Religious beliefs are sacred and are afforded significant constitutional protection, but that protection is not absolute. State action infringing religious liberty is subject to strict scrutiny, the most rigorous constitutional review, and to clear the constitutional hurdle the standard erects, the infringement must advance a compelling interest and be narrowly tailored to achieve those interests. Enforcement of Philadelphia’s non-discrimination policy, which served the city’s duty as parens patriae to optimize placement options for its foster children by ensuring inclusive certification processes and expanding the pool of eligible foster families, should have been weighed as a compelling interest in the constitutional calculus. And, the City of Philadelphia missed an opportunity to cast foster children’s interests as constitutionally relevant, focusing instead on the goals of maximizing the number of foster parents (without emphasizing the resulting injury to waiting children), protecting the city from liability, and ensuring equal treatment of prospective foster parents and foster children. Finding none of these goals to be sufficiently compelling, a unanimous Supreme Court held, “The refusal of Philadelphia to contract with CSS for the provision of foster care services unless it agrees to certify same-sex couples as foster parents cannot survive strict scrutiny....”

Enforcement of Philadelphia’s non-discrimination policy should have been weighed as a compelling interest in the constitutional calculus.

There was space in the Court’s constitutional analysis to consider the interests of foster children and the city’s parens patriae duty to protect them.

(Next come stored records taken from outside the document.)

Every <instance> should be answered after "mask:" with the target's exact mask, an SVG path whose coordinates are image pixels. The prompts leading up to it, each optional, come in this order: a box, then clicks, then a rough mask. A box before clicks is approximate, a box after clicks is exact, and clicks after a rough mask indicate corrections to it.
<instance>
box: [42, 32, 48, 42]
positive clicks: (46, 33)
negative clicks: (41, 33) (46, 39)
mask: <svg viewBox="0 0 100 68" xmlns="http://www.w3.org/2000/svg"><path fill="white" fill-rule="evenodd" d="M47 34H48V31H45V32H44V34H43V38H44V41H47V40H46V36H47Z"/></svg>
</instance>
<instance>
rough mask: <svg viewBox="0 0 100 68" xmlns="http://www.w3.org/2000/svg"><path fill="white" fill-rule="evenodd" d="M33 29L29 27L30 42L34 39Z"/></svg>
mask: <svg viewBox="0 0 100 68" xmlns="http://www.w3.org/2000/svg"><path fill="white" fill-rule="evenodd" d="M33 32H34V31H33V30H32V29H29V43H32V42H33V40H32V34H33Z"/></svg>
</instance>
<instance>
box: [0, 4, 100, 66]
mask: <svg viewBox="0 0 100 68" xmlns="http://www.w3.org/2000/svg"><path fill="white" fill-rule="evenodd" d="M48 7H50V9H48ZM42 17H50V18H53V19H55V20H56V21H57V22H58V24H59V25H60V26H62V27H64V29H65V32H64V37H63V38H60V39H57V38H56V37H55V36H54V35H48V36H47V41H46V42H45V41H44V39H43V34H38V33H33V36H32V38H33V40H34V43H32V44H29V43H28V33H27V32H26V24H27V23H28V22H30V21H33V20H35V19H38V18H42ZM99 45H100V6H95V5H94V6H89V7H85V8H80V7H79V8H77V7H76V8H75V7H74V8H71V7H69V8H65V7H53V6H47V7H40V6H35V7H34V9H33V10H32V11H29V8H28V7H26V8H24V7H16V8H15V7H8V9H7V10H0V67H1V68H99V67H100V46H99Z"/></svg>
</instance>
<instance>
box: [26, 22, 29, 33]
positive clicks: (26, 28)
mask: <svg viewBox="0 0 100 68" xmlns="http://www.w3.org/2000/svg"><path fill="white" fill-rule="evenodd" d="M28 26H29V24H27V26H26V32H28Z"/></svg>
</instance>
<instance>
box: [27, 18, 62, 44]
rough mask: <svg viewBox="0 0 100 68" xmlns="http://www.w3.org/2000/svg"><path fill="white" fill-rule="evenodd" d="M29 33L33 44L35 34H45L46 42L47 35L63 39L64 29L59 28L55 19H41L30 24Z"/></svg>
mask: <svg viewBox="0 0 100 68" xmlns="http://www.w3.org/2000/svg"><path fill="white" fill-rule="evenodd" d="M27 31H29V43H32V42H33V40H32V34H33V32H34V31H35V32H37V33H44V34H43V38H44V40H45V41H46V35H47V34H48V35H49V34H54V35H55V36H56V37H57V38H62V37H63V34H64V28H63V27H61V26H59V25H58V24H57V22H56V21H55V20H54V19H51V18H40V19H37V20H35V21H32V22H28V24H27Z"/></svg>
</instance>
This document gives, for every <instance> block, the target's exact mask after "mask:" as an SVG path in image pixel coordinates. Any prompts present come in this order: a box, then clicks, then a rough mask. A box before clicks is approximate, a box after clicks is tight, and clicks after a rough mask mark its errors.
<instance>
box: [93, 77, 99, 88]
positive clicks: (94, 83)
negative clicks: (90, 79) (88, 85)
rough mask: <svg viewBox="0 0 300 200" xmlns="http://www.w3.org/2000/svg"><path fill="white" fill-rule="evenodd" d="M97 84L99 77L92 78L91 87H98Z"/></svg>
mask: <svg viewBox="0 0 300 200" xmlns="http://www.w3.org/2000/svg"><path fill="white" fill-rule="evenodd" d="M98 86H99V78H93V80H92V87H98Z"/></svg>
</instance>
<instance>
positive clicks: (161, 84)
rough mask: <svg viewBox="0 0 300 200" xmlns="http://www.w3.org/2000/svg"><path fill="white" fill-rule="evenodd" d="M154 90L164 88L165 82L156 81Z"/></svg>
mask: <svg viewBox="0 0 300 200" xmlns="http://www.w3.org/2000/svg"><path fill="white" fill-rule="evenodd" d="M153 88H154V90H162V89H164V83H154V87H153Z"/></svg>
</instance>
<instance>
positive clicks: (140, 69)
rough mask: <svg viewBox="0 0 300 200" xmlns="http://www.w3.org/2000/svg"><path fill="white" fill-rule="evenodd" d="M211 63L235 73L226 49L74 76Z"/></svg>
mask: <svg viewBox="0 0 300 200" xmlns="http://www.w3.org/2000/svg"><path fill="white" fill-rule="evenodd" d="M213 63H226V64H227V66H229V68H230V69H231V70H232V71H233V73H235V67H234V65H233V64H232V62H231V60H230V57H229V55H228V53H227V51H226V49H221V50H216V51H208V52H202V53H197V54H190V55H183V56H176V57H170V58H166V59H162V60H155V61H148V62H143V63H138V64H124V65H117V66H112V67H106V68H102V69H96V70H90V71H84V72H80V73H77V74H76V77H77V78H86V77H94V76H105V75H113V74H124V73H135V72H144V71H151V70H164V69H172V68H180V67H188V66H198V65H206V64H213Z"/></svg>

Children’s interests embody a moral imperative and a compelling justification for state action aligned with the fiduciary duty owed to foster children as wards of the City of Philadelphia. Children’s interests can and should operate as constitutional check on religious conduct that injures them. Moreover, foster children’s interests in being free from harmful placement policies should be asserted with, not eclipsed by, adults’ rights to be free from discriminatory placement policies. Foster children’s interests and LGBTQ+ prospective parents’ rights represent two sides of the same coin. 

LGBTQ+ advocates and religious rights groups may disagree about whether the Fulton decision represents a victory for religious liberty at the expense of anti-discrimination norms and LGBTQ+ rights. What is not in dispute, however, is that foster children and their interests were treated by the Court as not being sufficiently significant to be weighed in the constitutional calculus. The net effect of the Fulton decision is that Philadelphia’s foster children will be harmed by the Court’s greenlighting of CSS’s practice of categorically rejecting same-sex couples as prospective foster parents—a harm that inexcusably escaped the Court’s attention. 

The net effect of the Fulton decision is that Philadelphia’s foster children will be harmed by the Court’s greenlighting of CSS’s practice of categorically rejecting same-sex couples as prospective foster parents.

Amid the Supreme Court’s sound and fury about Smith’s awkward and confusing application to religious liberty interests, there was a deafening silence about the direct harm foster children will experience at the hands of the exemption the Court embraced. In the Court’s decision in Fulton, children and their interests were neither seen nor heard.